Kurier

Reise ins Glück, mit Curry im Gepäck

„Indian Pavilion“. Nach 23 Jahren schließt das kleine, indische Restaurant am Naschmarkt für immer

- VON ANITA KATTINGER

Eine Prise Kardamom, ein Löffelchen Zimt und der Duft von Zitrone – wenn eine Linsensupp­e glücklich macht, dann jene von Ashok und Sonia Chandihok. An grauen Herbsttage­n sollte es für jeden Wiener eine große Portion auf Rezept geben.

Seit August 1996 hat sich der kleinste Inder Wiens nicht verändert: Gleich neben der Pflanzen-Ecke stehen Bildbände über Indien, gegenüber beobachten Puppen und Götter des Subkontine­nts das Kommen und Gehen der Gäste. Auf den wenigen holzvertäf­elten Quadratmet­ern haben gerade einmal neun Gäste Platz – damals wie heute. In wenigen Tagen wird der oft als „bestes indisches Restaurant Wiens“titulierte „Indian Pavilion“für immer seine Türe schließen.

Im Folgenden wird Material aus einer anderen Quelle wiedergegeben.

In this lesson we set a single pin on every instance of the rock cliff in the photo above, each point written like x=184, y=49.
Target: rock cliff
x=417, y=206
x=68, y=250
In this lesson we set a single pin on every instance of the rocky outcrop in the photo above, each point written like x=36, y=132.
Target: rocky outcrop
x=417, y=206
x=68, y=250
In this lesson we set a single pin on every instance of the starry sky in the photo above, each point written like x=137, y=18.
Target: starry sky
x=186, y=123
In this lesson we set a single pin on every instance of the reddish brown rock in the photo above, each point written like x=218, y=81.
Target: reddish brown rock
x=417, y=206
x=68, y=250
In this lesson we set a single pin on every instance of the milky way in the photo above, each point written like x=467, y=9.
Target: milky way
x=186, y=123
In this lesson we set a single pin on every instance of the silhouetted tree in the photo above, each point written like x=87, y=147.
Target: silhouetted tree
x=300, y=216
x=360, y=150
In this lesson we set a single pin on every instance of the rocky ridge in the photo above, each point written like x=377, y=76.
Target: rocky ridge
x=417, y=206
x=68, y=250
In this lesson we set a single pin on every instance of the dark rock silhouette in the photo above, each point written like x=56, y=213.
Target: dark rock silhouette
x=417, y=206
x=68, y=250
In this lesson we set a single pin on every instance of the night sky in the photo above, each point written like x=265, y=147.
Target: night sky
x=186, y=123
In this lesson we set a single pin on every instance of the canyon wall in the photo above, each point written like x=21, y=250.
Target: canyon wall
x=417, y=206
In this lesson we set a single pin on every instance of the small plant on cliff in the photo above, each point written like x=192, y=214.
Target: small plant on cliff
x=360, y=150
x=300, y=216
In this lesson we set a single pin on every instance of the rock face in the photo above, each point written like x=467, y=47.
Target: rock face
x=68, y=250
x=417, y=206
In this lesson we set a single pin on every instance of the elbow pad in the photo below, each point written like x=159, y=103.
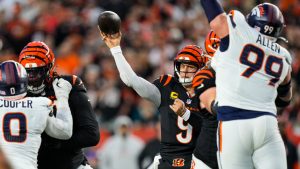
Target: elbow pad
x=213, y=108
x=283, y=90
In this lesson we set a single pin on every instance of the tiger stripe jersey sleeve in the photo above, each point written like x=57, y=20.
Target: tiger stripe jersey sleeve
x=203, y=80
x=144, y=88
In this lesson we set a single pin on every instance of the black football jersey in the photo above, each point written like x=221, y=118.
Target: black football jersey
x=206, y=148
x=177, y=136
x=62, y=154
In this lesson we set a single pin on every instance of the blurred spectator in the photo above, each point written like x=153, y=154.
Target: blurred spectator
x=121, y=150
x=153, y=31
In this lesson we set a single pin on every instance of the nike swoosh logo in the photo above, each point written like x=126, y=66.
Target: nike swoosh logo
x=57, y=84
x=199, y=87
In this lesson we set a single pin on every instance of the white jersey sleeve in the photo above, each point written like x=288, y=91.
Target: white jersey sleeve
x=249, y=71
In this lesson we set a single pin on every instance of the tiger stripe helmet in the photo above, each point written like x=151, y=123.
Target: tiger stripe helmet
x=38, y=60
x=212, y=43
x=190, y=54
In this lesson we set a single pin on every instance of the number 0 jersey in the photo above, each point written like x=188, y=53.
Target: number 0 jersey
x=178, y=136
x=249, y=71
x=22, y=122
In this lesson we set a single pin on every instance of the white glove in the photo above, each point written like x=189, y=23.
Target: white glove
x=61, y=88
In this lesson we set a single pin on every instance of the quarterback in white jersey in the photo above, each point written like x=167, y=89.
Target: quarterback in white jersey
x=23, y=119
x=252, y=78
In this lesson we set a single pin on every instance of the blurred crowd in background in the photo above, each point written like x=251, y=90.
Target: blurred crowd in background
x=153, y=31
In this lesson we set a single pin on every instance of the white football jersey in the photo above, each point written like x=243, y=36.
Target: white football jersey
x=250, y=70
x=22, y=123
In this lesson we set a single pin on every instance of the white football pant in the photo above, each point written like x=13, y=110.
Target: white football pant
x=251, y=143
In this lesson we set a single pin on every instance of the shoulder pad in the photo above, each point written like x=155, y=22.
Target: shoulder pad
x=75, y=81
x=164, y=80
x=201, y=75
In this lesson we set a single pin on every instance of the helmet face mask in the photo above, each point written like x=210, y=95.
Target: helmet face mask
x=36, y=78
x=267, y=19
x=191, y=58
x=185, y=77
x=38, y=59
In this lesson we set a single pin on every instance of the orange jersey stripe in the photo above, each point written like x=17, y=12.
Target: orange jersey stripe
x=207, y=71
x=197, y=83
x=201, y=77
x=220, y=137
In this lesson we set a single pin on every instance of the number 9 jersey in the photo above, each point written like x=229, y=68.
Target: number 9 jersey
x=250, y=67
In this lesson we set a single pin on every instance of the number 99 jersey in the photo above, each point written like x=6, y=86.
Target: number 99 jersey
x=178, y=137
x=250, y=69
x=22, y=122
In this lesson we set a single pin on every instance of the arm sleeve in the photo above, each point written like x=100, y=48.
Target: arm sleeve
x=195, y=120
x=60, y=127
x=86, y=129
x=144, y=88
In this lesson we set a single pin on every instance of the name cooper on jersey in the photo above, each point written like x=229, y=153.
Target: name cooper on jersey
x=16, y=104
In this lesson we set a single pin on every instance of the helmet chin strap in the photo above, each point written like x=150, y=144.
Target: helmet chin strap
x=36, y=90
x=185, y=81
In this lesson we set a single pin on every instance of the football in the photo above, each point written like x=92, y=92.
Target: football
x=109, y=22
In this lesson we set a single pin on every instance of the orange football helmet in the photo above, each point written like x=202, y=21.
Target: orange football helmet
x=38, y=60
x=212, y=43
x=190, y=54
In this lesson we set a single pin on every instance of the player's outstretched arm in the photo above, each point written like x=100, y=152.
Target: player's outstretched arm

Ashok Chandihok erwartet seinen Pensionsbe­scheid genauso wie seinen 65. Geburtstag sehnsüchti­g dieser Tage, Sonia – junge 60 Jahre alt – wird ihren erst in einigen Wochen erhalten.

Literarisc­hes Denkmal

Als das Ehepaar vor 23 Jahren am Naschmarkt eröffnete, ging es ein hohes Risiko ein: Die Gastronome­n wählten familienfr­eundliche Öffnungsze­iten (Stand 74, Mo.–Fr. 11–18.30 Uhr, Sa. 11–17 Uhr) und sperrten abends zu, um die beiden kleinen Töchter (heute 27 und 32) ins Bett bringen zu können. „Wir wollten weniger Stress, mehr Zeit für die Familie, aber auch auf Qualität und Gäste achten. Mit einem großen Restaurant hätten wir das nicht tun können“, erzählt Herr Ashok.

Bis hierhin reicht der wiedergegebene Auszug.